Bridging experience gaps between middle and senior leaders.

Participants completing the Future Zone Leadership Programme

22 October 2019

Future Zone is an educational improvement partnership of 21 schools in Islington, London, evolving out of an Education Action Zone formed in 1999. Future Zone currently comprises three secondary schools and 18 primary schools.

Over the past few years, Future Zone has collaborated with the UCL Centre for Educational Leadership at IOE on the creation of programmes for their new and emerging leaders.

Between 2017 and 2019, 20 of these partnership schools have engaged in two programmes: ‘Middle Leadership’ and ‘Stepping Up to Senior Leadership’, developing the leadership skills and identities of 83 teachers. Two of these teachers completed both programmes.

Challenge

In comparison to other countries in the OECD, teachers in England are young and move more quickly either up the career ladder or out of the profession. This results in middle leaders with relatively little experience, and with fewer ‘wise old colleagues’ around them to mentor or give them guidance. This picture is particularly true in London and so is a challenge for schools such as those in the Islington partnership.

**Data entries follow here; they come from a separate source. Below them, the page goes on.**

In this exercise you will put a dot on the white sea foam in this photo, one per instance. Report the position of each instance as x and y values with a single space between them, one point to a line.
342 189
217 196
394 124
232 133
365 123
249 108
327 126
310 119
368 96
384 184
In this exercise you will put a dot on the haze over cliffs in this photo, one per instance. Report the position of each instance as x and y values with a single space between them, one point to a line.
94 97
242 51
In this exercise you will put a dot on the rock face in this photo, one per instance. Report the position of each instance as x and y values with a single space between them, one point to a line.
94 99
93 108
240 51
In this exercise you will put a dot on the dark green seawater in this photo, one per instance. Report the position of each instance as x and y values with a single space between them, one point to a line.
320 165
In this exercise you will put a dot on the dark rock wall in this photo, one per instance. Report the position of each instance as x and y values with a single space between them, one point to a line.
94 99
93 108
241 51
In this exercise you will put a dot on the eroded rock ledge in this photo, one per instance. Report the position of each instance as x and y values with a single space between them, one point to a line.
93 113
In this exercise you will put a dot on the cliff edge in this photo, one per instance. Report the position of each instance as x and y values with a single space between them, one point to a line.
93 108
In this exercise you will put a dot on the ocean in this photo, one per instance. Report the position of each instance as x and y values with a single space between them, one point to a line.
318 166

The teachers on these programmes – some with several years’ experience, others with just two – had roles including assistant headteacher or vice principal; leads in literacy, maths, inclusion, or in a phase like Key Stage 1; heads of humanities, modern foreign languages, dance; or held other central roles such as SEN Coordinator or lead for Early Years.

Each participant had a line manager back at their school with whom they could discuss their progress on the programme.

Solution

The 'Stepping up to Senior Leadership' programme was made up of three face-to-face training days, inter-session tasks and readings, and a leadership for change project resulting in a presentation to their peers.

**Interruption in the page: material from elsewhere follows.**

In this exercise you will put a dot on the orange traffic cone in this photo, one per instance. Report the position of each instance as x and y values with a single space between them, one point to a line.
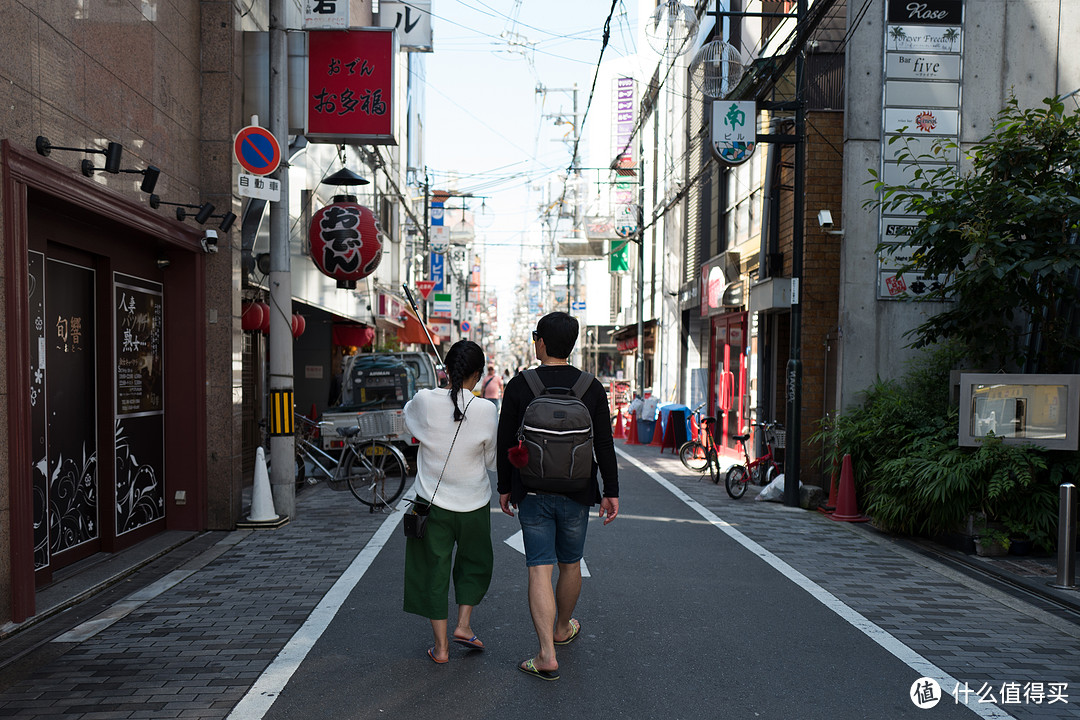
632 433
620 430
658 433
847 510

The 'Middle Leadership' programme – with content appropriate to colleagues at that stage in their careers – was similarly constructed, but with five face-to-face days spread across the year.

There were common ‘taught’ elements to each programme. They both began with a consideration of their identities as teachers and their transitions to middle leadership or emergence as leaders entering SLT.

Each group engaged with research about leading learning and leading professional learning. There was a strong focus for both on how to build teams, hold people to account and lead change, all while maintaining trust and integrity.

From the literature and the centre's own work that learning that might take place in a training room needs to be grounded in the contexts the teachers find themselves in if it is to lead to true development and improvement. This explains why the in-school element of the programme, where they devised and tracked the impact of a change project, was of equal importance.

Impact

Increases in levels of confidence before and after taking the course for Future Zone Leadership Programme participants across several criteria

For the middle leaders, the overwhelming outcome for the programme was the boost it gave to their confidence to meet the various challenges of their roles, for which their prior limited experience had not equipped them. They also valued the opportunity to meet and learn from others in similar positions.

It has been such as empowering learning journey as middle leader, which has left me with a vast array of knowledge, strategies and skills to support me in being an effective leader of my subject and other teaching-related duties.
Just allowing the opportunity to reflect on my middle leadership strategies and to think about how I can improve. It has been thought-provoking and with genuinely useful research and methods for implementing effective change.
The programme has helped me be confident and it has been a great opportunity to get ideas from other colleagues. I now understand that a ‘tool kit’ of leadership styles is vital with a focus on coaching to create a shared understanding about what needs to be achieved.

The senior leaders made similar comments:

The key to this course for me has been the practical application of its content into my everyday practice. Discussions, readings and activities were all very applicable and relevant to my experiences as a first year AHT.
It provided me with opportunities to think about how I want to lead and what areas of difficulty I need to be aware of. I feel I have become more aware of the type of leader I don’t want to be and the elements I want to include in my own practice.
I’ve been in my leadership role for a few years now, but this is the first time I have engaged with leadership theory and reflected on my own skills and development needs in such a thorough way.
Rarely do we get a chance to leave school and spend time on developing ourselves with no other distractions. To do this in a supportive environment with other teachers at a similar level to you has been very inspiring. It has taught ‘theory’ in a way that is practical and relevant to our everyday practice which means it has an actual impact in school day-to-day.